The sociology of civilisational collapse

I found this section by Raj Patel and Jason W. Moore really arresting to read a couple of months into the Covid-19 crisis, from loc 216 -231 of their A History of the World in Seven Cheap Things. Cascading failures brought feudalism to an end but there were long struggles as elites resisted demands for change but without having the capacity to return the system to its previous state:

Great historical transitions occur because “business as usual” no longer works. The powerful have a way of sticking to time-honored strategies even when the reality is radically changing. So it was with feudal Europe. The Black Death was not simply a demographic catastrophe. It also tilted the balance of forces in European society. Feudalism depended on a growing population, not only to produce food but also to reproduce lordly power. The aristocracy wanted a relatively high peasant population, to maintain its bargaining position: many peasants competing for land was better than many lords competing for peasants.
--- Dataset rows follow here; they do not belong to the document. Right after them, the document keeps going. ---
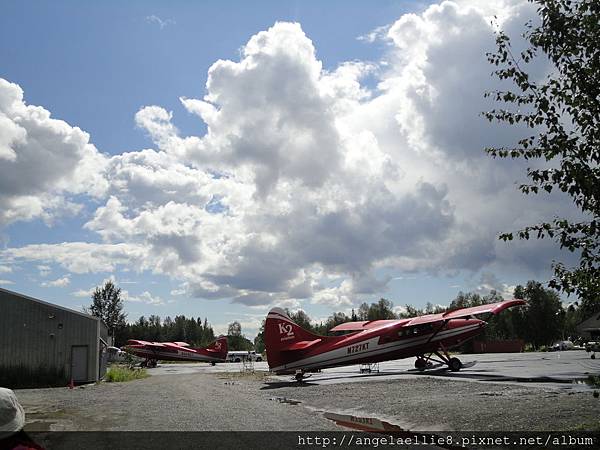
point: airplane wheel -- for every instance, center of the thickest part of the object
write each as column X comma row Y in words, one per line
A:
column 454, row 364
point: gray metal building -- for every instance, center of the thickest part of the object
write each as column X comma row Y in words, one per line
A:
column 46, row 344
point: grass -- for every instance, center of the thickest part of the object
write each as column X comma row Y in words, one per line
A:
column 117, row 374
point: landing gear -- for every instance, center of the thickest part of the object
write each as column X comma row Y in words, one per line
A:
column 420, row 363
column 454, row 364
column 300, row 376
But with the onset of the Black Death, webs of commerce and exchange didn’t just transmit disease—they became vectors of mass insurrection. Almost overnight, peasant revolts ceased being local affairs and became large-scale threats to the feudal order. After 1347 these uprisings were synchronized—they were system-wide responses to an epochal crisis, a fundamental breakdown in feudalism’s logic of power, production, and nature.